To ask the Secretary of State for Communities and Local Government, what assessment his Department has made of the effect on single homeless people in short-term accommodation of his Department's proposals for the reform of supported housing.
From April 2018 we are implementing the Homelessness Reduction Act, the biggest change to homelessness legislation in decades which will require local authorities to provide early help and support to people, including single people to prevent them from becoming homeless in the first place.
Short-term supported accommodation needed in crisis or transition, such as homeless hostels or refuges, will now be funded and commissioned directly by the local authority, through a ring-fenced grant from central government.

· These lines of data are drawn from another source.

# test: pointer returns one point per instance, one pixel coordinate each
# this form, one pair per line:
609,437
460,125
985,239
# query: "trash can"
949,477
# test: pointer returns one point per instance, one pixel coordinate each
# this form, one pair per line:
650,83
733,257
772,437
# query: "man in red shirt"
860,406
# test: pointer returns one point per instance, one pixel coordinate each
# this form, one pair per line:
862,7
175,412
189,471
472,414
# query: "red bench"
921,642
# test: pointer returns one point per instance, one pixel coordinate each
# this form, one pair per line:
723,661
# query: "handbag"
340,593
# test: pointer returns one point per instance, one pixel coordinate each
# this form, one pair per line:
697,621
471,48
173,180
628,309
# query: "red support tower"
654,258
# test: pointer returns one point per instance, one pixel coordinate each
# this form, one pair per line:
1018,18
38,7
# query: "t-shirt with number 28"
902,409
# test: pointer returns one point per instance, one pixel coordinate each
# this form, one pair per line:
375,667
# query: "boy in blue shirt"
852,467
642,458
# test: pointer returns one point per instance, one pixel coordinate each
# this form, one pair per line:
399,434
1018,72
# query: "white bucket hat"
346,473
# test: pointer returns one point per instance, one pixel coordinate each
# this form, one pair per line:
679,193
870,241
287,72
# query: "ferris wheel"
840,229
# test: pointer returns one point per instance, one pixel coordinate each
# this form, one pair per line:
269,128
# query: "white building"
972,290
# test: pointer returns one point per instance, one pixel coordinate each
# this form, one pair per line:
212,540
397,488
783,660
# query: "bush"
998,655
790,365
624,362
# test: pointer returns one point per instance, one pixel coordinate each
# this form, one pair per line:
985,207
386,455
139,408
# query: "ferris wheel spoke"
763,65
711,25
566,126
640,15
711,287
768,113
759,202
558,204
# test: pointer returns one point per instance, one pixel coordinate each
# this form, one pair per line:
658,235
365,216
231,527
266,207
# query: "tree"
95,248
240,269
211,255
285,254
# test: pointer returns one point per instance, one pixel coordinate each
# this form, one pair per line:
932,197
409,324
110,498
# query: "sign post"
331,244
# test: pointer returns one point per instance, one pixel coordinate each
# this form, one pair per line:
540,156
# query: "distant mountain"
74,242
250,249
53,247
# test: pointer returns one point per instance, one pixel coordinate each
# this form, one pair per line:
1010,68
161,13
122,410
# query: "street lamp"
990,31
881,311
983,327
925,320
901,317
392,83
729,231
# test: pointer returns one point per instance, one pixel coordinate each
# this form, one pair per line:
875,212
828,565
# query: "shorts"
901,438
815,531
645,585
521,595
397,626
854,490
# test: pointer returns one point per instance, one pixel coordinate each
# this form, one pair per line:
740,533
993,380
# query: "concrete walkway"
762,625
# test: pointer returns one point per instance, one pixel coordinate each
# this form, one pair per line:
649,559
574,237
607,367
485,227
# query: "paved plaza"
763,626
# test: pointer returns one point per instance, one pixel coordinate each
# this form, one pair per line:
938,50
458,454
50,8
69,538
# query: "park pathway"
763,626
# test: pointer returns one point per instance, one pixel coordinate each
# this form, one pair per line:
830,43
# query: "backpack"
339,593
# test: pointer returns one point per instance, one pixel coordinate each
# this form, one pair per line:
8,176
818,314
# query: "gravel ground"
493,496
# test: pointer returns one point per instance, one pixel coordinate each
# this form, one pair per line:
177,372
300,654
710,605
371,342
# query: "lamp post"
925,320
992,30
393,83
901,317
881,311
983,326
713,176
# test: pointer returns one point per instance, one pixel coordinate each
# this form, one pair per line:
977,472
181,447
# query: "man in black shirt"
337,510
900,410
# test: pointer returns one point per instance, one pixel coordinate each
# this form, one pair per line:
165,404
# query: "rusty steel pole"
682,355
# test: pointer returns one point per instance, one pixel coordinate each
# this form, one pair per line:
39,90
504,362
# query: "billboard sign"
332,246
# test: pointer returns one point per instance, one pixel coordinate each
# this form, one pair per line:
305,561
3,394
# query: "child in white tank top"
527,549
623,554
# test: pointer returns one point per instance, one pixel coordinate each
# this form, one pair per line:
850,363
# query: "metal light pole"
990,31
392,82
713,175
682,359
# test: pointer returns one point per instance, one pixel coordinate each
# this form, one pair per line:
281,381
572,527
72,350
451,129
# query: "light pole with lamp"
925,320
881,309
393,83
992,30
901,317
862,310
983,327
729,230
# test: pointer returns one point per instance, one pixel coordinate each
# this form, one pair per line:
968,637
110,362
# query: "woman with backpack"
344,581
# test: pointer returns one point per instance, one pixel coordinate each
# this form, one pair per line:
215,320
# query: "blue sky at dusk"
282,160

The model will help more people to sustain or get in to work. The short-term accommodation grant will remove rental costs for the tenants at a particularly vulnerable point in their lives, allowing them to seek work safe in the knowledge that their housing costs will be met. It will also help people who can, to move-on with greater choice about where they go without carrying a legacy of rent arrears and debt.
It will also give local areas a bigger role in commissioning supported accommodation for vulnerable people in their area. Councils have a strong interest in sustainable short-term accommodation which meets local need and will need to demonstrate how they will meet that through strategic plans and needs assessments.
The arrangements described apply to England only, equivalent funding will be devolved to the Scottish Government, and the specific arrangements will be for the Scottish Government to decide.